There are two selections from the child-focused musical Annie. “Maybe” is one of the album’s three instrumental tracks and, as such, is stripped of its syrupiness and handled with enchanting elegance. “NYC,” originally sung by a father figure (Daddy Warbucks) to his wide-eyed ward (Annie) as a celebration of her exciting new habitat, is a clever fit with Janzen’s theme of welcoming home a newborn. More directly apropos is Les Miserables‘ “Bring Him Home,” which Janzen strips of its overblown theatricality and transforms into a gentle lullaby.

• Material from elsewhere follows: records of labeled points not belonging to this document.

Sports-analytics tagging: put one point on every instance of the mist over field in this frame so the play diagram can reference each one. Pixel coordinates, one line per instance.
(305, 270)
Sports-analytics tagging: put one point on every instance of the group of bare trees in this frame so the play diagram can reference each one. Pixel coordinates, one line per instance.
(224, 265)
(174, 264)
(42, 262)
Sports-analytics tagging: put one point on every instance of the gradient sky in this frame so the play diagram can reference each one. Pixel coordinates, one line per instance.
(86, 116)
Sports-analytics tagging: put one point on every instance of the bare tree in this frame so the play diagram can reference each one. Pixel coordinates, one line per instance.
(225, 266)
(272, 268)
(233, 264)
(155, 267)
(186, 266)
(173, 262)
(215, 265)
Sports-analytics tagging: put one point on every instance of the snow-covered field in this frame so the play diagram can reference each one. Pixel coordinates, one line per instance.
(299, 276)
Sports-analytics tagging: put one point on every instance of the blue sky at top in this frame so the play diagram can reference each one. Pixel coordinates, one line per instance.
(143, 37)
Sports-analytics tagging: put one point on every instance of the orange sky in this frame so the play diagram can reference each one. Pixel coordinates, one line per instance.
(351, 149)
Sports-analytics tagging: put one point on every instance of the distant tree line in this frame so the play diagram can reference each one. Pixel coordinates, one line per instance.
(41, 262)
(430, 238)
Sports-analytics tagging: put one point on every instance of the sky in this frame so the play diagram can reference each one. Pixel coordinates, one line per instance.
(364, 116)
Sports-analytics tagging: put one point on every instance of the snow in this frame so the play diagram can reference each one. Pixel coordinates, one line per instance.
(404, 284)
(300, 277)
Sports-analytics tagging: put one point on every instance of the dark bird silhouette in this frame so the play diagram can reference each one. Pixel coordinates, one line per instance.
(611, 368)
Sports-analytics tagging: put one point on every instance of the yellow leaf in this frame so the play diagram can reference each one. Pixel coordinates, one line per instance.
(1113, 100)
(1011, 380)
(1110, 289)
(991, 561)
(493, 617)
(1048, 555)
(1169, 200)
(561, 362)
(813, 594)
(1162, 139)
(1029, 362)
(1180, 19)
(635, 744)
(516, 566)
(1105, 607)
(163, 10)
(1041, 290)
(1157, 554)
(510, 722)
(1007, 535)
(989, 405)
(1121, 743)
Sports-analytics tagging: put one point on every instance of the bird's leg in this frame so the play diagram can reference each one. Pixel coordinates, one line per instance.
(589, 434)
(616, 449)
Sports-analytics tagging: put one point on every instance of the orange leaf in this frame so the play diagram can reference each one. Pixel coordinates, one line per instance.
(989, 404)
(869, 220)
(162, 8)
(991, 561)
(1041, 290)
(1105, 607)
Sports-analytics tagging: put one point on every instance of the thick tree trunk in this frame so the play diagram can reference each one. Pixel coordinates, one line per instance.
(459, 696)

The title track from The Fantasticks seems a somewhat odd fit, with its backwards-glancing wistfulness, though Janzen’s take is masterfully rendered. The remainder of the album includes three of finest love songs ever to emerge from musical scores. Janzen takes a breezy stroll through Guys and Dolls‘ rapturous ode to freshly minted passion, “I’ve Never Been In Love Before,” and provides West Side Story‘s towering “Somewhere,” the album’s second instrumental track, precisely the august tenderness it demands. Most stunning though, is the third of the instrumental tracks, a richly imaginative rendition of Rodgers and Hammerstein’s “Do I Love You (Because You’re Beautiful” (from TV’s Cinderella) that, in contrast to the dewiness of most previous versions, is wonderfully jubilant.